Back in favor is John Maynard Keynes, the Great Depression-era British economist who argued free markets would not "self-correct" and that government would always be needed to ensure (1) market gains would translate into improved living standards, and (2) topside excesses would not give capitalism a bad name.
Many financial experts believe the Nov. 15 summit of world leaders in Washington, sold by Sarkozy to Bush 43, should produce at least the outlines of a new financial architecture to update, possibly replace, the post-World War II Bretton Woods accords. But this will be a long, tedious negotiation with a deck stacked against the United States.
Sober second thoughts also have flowed from prestigious global publications, e.g., The Economist and Financial Times, both British, urging decision-makers not to throw the baby out with the bath water.
Capitalism — wild or tamed — has brought great benefits to humanity.
It also has played a critically important role in alleviating poverty in fiscally responsible countries. But that rule excludes much of the developing world.
The FT's Martin Wolf told CFR that "the effort to preserve liberalized capital markets faces a huge intellectual challenge, given the severity of the crisis.
"We're going to have to do a very credible job of explaining that we're going to do better in the future, managing the global adjustment on macroeconomics. But it's going to be very hard." The current system of international power is no longer an accurate reflection of current realities, let alone future ones.
The Organization for Economic Cooperation and Development says in its latest study the rich are getting richer and the poor poorer in most developed countries. And there isn't much the wealthy nations can do about it as they struggle to keep their heads above the rising tide of deficit financing.
The next president of the United States begins his first term with a current account deficit of close to $1 trillion.

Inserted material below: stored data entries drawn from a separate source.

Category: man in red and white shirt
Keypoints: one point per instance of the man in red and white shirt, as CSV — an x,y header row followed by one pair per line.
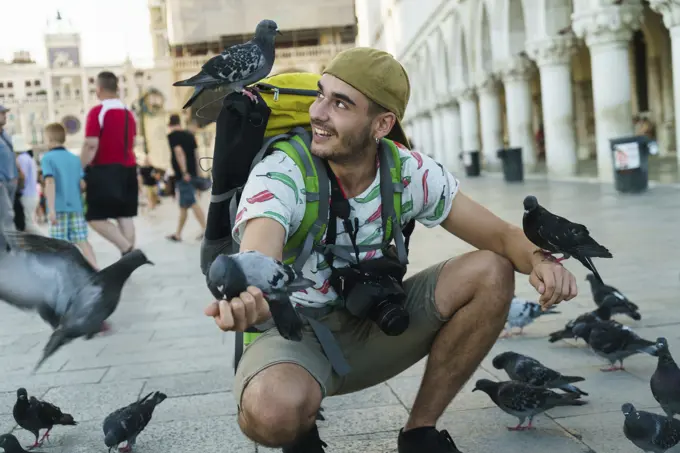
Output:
x,y
110,164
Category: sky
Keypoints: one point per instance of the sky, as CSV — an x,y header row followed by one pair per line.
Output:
x,y
109,30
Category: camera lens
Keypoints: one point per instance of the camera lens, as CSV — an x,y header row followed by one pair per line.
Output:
x,y
392,318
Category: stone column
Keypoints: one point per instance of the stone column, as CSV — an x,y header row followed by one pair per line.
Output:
x,y
670,10
469,126
553,56
452,144
607,33
492,127
516,76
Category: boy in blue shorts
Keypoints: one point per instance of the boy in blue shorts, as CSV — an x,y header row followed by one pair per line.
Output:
x,y
63,176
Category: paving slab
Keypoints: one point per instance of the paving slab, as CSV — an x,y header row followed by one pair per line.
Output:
x,y
162,341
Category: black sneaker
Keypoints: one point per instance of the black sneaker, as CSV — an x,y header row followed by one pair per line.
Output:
x,y
309,443
431,441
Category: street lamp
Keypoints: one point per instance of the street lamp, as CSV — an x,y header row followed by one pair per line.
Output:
x,y
139,80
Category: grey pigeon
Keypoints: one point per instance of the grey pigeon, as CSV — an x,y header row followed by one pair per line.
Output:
x,y
230,275
614,342
555,234
665,382
126,423
524,400
527,369
618,302
237,66
603,313
34,415
648,431
10,444
522,313
52,277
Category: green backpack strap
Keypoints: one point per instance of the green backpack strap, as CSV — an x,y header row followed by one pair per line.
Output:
x,y
300,245
391,188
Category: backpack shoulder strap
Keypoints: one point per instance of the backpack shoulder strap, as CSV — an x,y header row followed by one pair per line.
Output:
x,y
391,188
301,244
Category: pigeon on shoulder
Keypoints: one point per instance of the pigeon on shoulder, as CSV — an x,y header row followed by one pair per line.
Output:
x,y
52,277
648,431
230,275
555,234
524,400
522,313
527,369
237,66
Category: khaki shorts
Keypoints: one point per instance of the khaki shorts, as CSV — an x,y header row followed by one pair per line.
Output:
x,y
373,356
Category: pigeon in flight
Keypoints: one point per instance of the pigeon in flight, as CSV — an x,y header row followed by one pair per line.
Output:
x,y
524,400
555,234
52,277
10,444
617,301
230,275
34,415
614,342
126,423
648,431
665,382
522,313
527,369
237,66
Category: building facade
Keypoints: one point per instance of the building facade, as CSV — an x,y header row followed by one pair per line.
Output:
x,y
558,78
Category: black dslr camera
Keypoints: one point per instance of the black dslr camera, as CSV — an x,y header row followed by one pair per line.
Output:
x,y
373,289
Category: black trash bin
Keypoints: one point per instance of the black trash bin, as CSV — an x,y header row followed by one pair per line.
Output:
x,y
471,162
630,158
513,168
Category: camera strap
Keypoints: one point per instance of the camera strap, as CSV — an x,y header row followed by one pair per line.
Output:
x,y
339,209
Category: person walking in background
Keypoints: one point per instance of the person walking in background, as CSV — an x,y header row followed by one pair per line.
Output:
x,y
112,194
29,192
184,163
64,183
9,175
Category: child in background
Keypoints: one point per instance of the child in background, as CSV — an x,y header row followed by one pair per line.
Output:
x,y
64,183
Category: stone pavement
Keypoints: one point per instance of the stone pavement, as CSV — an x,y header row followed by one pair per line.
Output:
x,y
162,341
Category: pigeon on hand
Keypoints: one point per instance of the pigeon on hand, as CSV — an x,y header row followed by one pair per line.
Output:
x,y
126,423
522,313
603,313
665,382
555,234
52,277
230,275
529,370
237,66
34,415
10,444
617,301
614,342
649,431
524,400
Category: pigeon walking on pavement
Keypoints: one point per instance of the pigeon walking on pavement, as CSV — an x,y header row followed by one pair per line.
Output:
x,y
614,342
665,382
522,313
126,423
230,275
52,277
10,444
529,370
617,301
648,431
237,66
603,313
34,415
524,400
555,234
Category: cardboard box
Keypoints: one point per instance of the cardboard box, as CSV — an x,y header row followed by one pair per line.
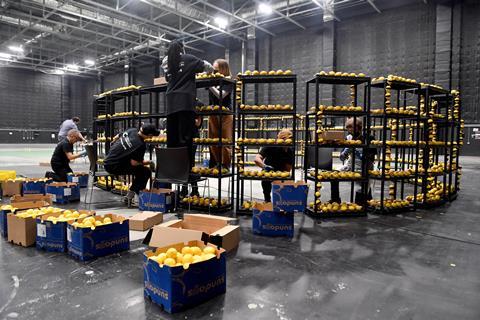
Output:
x,y
87,244
176,288
63,192
213,229
159,81
145,220
35,186
289,196
12,187
161,200
21,203
21,231
267,222
78,177
53,236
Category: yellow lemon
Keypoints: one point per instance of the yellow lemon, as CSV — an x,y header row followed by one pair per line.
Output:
x,y
209,249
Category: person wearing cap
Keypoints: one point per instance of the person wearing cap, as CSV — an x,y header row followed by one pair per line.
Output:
x,y
62,156
275,158
125,157
68,125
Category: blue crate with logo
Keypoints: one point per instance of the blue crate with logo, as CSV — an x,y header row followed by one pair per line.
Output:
x,y
176,288
87,243
158,200
52,234
63,192
35,186
267,222
3,221
78,177
289,196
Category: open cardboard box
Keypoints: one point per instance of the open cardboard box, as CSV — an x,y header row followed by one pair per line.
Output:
x,y
176,288
213,229
145,220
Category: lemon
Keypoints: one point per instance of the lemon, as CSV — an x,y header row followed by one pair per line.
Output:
x,y
209,249
170,262
196,251
172,253
186,250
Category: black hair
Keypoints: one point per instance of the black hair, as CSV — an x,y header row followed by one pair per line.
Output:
x,y
174,51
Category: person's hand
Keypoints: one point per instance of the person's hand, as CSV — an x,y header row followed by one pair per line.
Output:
x,y
267,168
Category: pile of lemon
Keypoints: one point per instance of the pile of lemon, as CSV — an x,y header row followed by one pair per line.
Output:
x,y
67,215
211,108
269,107
265,174
187,256
337,175
334,207
33,213
203,202
340,74
211,140
92,222
208,171
204,75
266,73
323,108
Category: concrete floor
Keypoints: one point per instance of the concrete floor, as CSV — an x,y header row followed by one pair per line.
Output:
x,y
420,265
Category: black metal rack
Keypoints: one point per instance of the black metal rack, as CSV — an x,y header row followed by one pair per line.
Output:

As Russia re-emerges on the global stage where China and India are strutting their stuff, the United States is much diminished. The failure of the Doha trade talks earlier this year was another manifestation of the shifting balance of power.
In his new book, "The Three Trillion Dollar War," co-authored with Harvard's Kennedy School professor Linda J. Bilmes, Columbia University professor Joseph Stiglitz says he was driven by "the suspected disparity between the advertised cost of the [Iraq] war and the true cost on the economy."
When White House Director of the National Economic Council Lawrence Lindsey said the war might cost $100 billion to $200 billion, this figure was dismissed, as he was, in favor of a $50 billion to $60 billion estimate.
"It was clear," says Stiglitz, Nobel Prize-winner in Economic Sciences in 2001, in the Yale Journal of International Affairs, that there was an agenda to keep the real tab concealed. He lists the high price of oil as having a depressing effect on the economy. "Deficit spending on the magnitude we have engaged in can't help but have a negative effect on our economy. At the very least, it led to a weakening of the dollar, which has led to inflationary pressures . . ."
Stiglitz also says the United States is fighting on borrowed funds from abroad, including China. "Since America's savings is down to zero.
"We have had to borrow from abroad. So although you cannot say the money that China is lending is going to Iraq per se . . . this is the first war since the Revolution we have had to rely on foreign debt."
Sleight of hand through some 26 separate bills for the war, he claims, have concealed true costs, notably the tens of thousands of contractors paid top dollar both at home and in Iraq.
Both Iraq and Afghanistan will continue to drain the Treasury with life-long costs for some 20,000 wounded veterans. Wall Street's excesses have weakened America's standing the world over. So either we accommodate the new global power realities, or we slowly drift into a new world disorder.